The severity of a calcaneus injury depends on several factors, including:

  • The number of fractures
  • The amount and size of the broken bone fragments
  • The amount each piece is out of place (displaced) — In some cases, the broken ends of bones line up almost correctly; in more severe fractures, there may be a large gap between the broken pieces, or the fragments may overlap each other
  • The injury to the cartilage surfaces in the subtalar joint
  • The injury to surrounding soft tissues, such as muscle, tendons, and skin

When the bone breaks and fragments stick out through the skin or if a wound penetrates down to the bone, the fracture is called an “open” fracture. An open fracture often causes more damage to the surrounding muscles, tendons, and ligaments and takes a longer time to heal. Open fractures have a higher risk for infection in both the wound and the bone. Immediate treatment to clean the wound is required to prevent infection.


The calcaneus is most often fractured during a:

  • Fall from a height
  • Twisting injury to the ankle
  • Motor vehicle collision

The severity of a fracture can vary. For example, a simple twist of the ankle may result in a single crack in the bone. The force of a head-on car collision, however, may result in the bone being shattered (comminuted fracture).

Similar fractures can result from different mechanisms. For example, if you land on your feet from a fall, your body’s weight is directed downward. This drives the talus bone directly into the calcaneus. In a motor vehicle crash, the calcaneus is driven up against the talus if the heel is crushed against the floorboard. In both cases, the fracture patterns are similar. As a rule, the greater the impact, the more the calcaneus is damaged.

In a high-energy fracture, other injuries, such as fractures of the spine, hip, or other heel, can occur.

Model showing direction of force in a calcaneus fracture

(Left) In some injuries, the talus is forced downward and acts like a wedge to fracture the calcaneus. (Right) This computerized reconstruction of a calcaneus fracture shows the amount of damage that can occur.


Patients with calcaneus fractures usually experience:

  • Pain
  • Bruising
  • Swelling
  • Heel deformity
  • Inability to put weight on the heel or walk

With some minor calcaneus fractures, the pain may not be enough to prevent you from walking — but you may limp. This is because your Achilles tendon acts through the calcaneus to support your body weight. If, however, your calcaneus is deformed by the injury, your muscle and tendon cannot generate enough power to support your weight. Your foot and ankle will feel unstable, and you will walk differently.

Doctor Examination

It is important that you tell your doctor the circumstances of your injury. For example, if you fell from a ladder, how far did you fall?

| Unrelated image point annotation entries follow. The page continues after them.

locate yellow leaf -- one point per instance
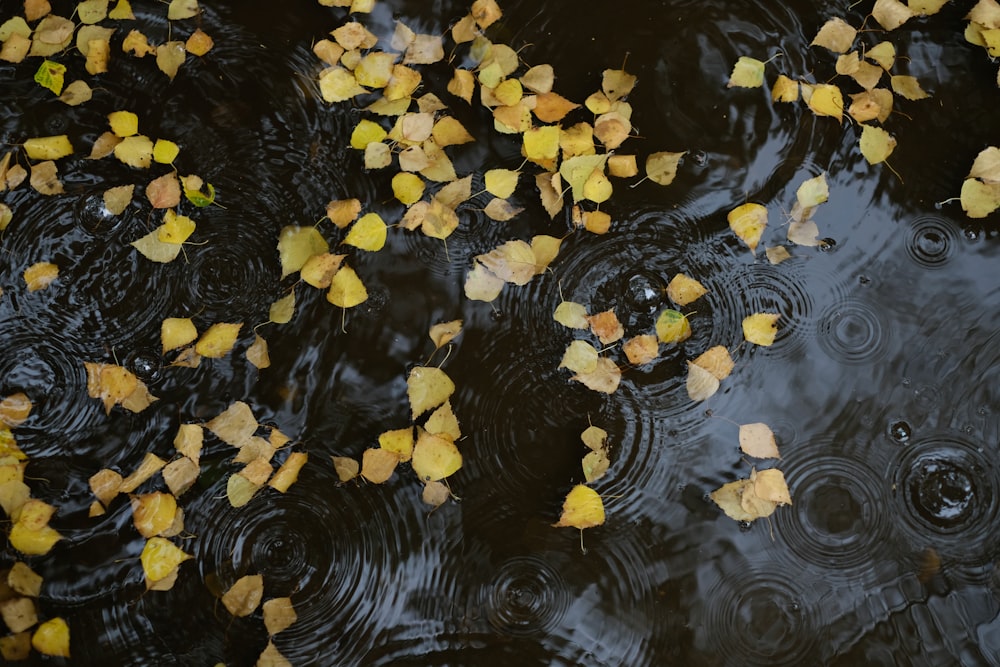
(444, 333)
(641, 349)
(836, 35)
(583, 508)
(427, 387)
(123, 123)
(399, 442)
(48, 148)
(377, 465)
(368, 233)
(876, 144)
(683, 289)
(572, 315)
(435, 457)
(278, 615)
(785, 89)
(346, 468)
(747, 73)
(662, 167)
(52, 638)
(672, 327)
(979, 199)
(135, 151)
(891, 13)
(482, 284)
(580, 357)
(218, 340)
(245, 595)
(296, 245)
(748, 222)
(40, 275)
(761, 328)
(757, 440)
(604, 378)
(701, 384)
(366, 132)
(153, 513)
(346, 289)
(812, 192)
(826, 100)
(616, 83)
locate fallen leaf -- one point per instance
(683, 289)
(757, 440)
(245, 595)
(761, 328)
(747, 73)
(672, 327)
(748, 222)
(435, 457)
(583, 508)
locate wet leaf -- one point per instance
(672, 327)
(435, 457)
(757, 440)
(346, 289)
(288, 473)
(662, 167)
(583, 508)
(683, 289)
(604, 378)
(52, 638)
(444, 332)
(761, 328)
(891, 14)
(218, 339)
(245, 595)
(427, 387)
(377, 465)
(572, 315)
(51, 75)
(876, 144)
(641, 349)
(747, 73)
(606, 327)
(40, 275)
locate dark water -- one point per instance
(881, 385)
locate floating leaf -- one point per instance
(876, 144)
(761, 328)
(51, 75)
(747, 73)
(435, 457)
(672, 327)
(757, 440)
(427, 387)
(583, 508)
(683, 289)
(836, 35)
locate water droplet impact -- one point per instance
(644, 292)
(900, 431)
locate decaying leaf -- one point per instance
(583, 508)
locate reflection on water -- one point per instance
(881, 385)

It is also important that you tell your doctor if you have any other injuries or medical problems, such as diabetes, or if you take medications or smoke.

Physical Examination

After discussing your symptoms and medical history, your doctor will perform a careful examination. He or she will:

  • Examine your foot and ankle to see if your skin was damaged or punctured from the injury.
  • Check your pulse at key points of the foot to be sure that there is a good blood supply to the foot and toes.
  • Check to see if you can move your toes, and can feel things on the bottom of your foot.
  • Determine whether you have injured any other areas of your body by examining the rest of your injured leg, your other leg, pelvis, and spine.

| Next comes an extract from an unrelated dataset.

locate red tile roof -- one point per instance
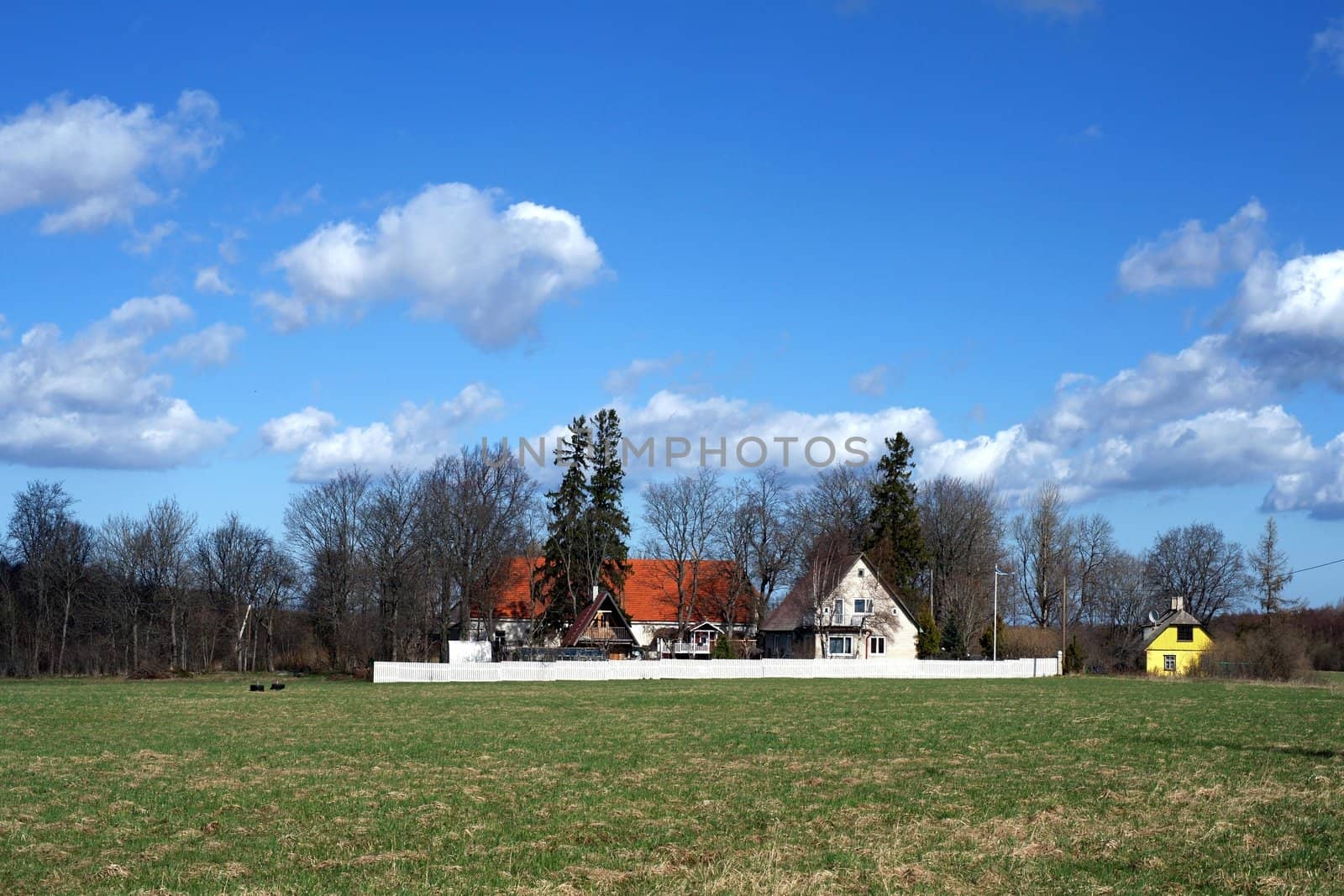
(649, 593)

Imaging studies will help confirm the diagnosis of a calcaneus fracture:

X-rays. This test is the most common and widely available diagnostic imaging technique. X-rays create images of dense structures, such as bone. An x-ray can show if your calcaneus is broken and whether the bones are displaced.

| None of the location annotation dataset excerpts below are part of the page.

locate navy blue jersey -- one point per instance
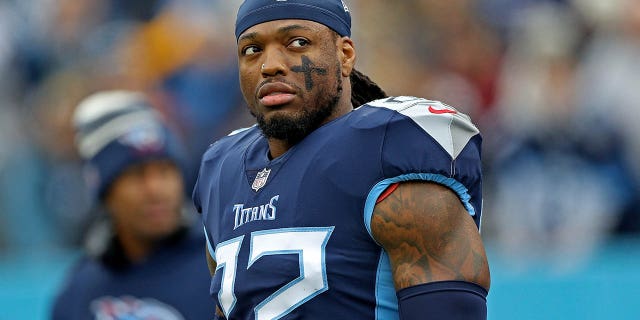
(291, 236)
(171, 284)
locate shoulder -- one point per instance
(441, 121)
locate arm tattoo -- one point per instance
(308, 68)
(429, 236)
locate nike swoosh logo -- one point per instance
(441, 111)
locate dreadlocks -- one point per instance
(363, 89)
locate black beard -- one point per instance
(293, 129)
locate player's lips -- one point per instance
(276, 93)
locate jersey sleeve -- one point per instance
(431, 141)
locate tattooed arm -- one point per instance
(429, 237)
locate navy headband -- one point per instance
(331, 13)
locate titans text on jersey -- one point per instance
(263, 212)
(318, 258)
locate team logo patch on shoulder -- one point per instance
(261, 179)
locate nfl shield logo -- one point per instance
(261, 179)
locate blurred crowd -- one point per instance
(552, 84)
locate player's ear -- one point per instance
(346, 54)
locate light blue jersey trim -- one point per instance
(381, 186)
(209, 247)
(386, 300)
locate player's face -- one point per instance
(290, 76)
(145, 200)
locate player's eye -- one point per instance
(249, 50)
(299, 42)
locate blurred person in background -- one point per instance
(607, 80)
(149, 263)
(560, 186)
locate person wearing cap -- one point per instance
(152, 265)
(341, 203)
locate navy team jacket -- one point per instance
(172, 284)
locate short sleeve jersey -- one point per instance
(291, 236)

Computed tomography (CT) scans. Because of the complex anatomy of the calcaneus, a CT scan is routinely ordered after a fracture has been diagnosed on x-ray. A CT scan will produce a more detailed, cross-sectional image of your foot and can provide your doctor with valuable information about the severity of your fracture. This information will help your doctor recommend the best plan for treatment.

Your doctor may share both your x-rays and CT scans with you to help you better understand the nature and severity of your injury.